Planning for the worst

A contractor's rights in relation to the upstream asset and its counterparties are principally covered in the petroleum contract and the JOA or joint venture agreement between the parties. The position of the defaulting co-venturer under the JOA is dealt with similarly whether an unincorporated or incorporated joint venture is in place, both of which are common in the Middle East region.

Typically a party in default loses the right to attend operating committee meetings or to vote on any matter before the operating committee; loses the right to its participating share of any hydrocarbons; gives the non-defaulting co-venturers the right to step in to remedy the defaulting party's default; and, if the defaulting party does not remedy its default after a period of time, it can be compelled to withdraw from the JOA.

A well-drafted JOA is set up to allow a defaulting party to be excluded swiftly and its interest to ultimately be acquired by the continuing co-venturers, which allows the joint venture to continue operations in such a way as to ensure that the underlying obligations of the joint venture to third parties, for example under the petroleum contract, will be performed. The risk to the non-defaulting parties is that any failure of the remedies mechanism to work can result in losses and liabilities for all parties under the JOA.

Risk scenario planning for oil and gas companies globally is essential and is particularly important in the current climate of uncertainty around Covid-19 and the oil price.

Companies need to understand their rights under their petroleum contract, JOA and any related contracts in relation to counterparty breach. They should identify what is force majeure and what is not, and make sure they understand the contractual domino effect – what are the rights, remedies, responsibilities and liabilities under related contracts if there is a defaulting co-venturer under the JOA?

Ideally, related contracts will approach a particular default event consistently – but this is not always the case, particularly where relevant documents are historic, where there have been many iterations of relevant contracts or where model form contracts were adopted without regard to the particular project specifics.

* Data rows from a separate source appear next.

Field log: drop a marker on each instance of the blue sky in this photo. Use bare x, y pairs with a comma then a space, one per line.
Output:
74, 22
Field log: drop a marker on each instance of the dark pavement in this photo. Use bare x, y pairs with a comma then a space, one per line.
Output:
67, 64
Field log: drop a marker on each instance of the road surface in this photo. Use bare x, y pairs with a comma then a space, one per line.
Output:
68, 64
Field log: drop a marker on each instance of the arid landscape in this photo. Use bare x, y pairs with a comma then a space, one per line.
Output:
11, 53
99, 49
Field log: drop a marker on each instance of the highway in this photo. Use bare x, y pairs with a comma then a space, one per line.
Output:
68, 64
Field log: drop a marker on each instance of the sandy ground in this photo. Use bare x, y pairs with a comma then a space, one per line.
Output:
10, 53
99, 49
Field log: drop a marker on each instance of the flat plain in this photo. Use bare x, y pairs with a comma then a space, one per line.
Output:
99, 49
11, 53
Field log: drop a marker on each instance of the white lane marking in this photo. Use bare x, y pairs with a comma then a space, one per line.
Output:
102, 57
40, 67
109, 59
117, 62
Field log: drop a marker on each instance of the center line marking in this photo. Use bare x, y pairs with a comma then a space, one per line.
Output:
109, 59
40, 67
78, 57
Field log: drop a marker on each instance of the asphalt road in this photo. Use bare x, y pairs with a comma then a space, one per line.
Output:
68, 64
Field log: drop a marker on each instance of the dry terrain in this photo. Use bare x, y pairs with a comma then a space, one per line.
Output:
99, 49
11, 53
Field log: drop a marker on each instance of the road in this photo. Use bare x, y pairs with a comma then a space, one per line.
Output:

Companies should define the most likely default scenarios and work through how the contract suite will apply. Time limits and forms of document which may be required to enable rights to be exercised and claims to be lodged should be noted, and pre-default procedures such as cash call procedures should be properly followed and documented.

All legal rights should be reserved through a “standstill” agreement. A two-pronged approach is often best in default situations, involving negotiations to seek a pragmatic commercial resolution to the default, but companies should be wary of unwittingly waiving their rights.

Co-venturers should also seek to understand whether the contractual dispute process will help or hinder the situation, and whether its determination or judgment can be enforced.

Particularly for a large international oil company or government hosting and investing in a wide range of projects domestically and overseas, it is important to ensure you are communicating effectively internally. Issues to keep in mind include any business relationships elsewhere with the defaulting party, and the public reputation of the company. It is critical to identify who within the organisation has the understanding and authority to make sometimes necessarily swift decisions on sometimes conflicting interests.

Within the oil and gas industry there is currently a huge focus on discretionary spend and how this can be reduced. The resource needed to fulfil this exercise should not be considered as such, but a necessary response to the environment we are in.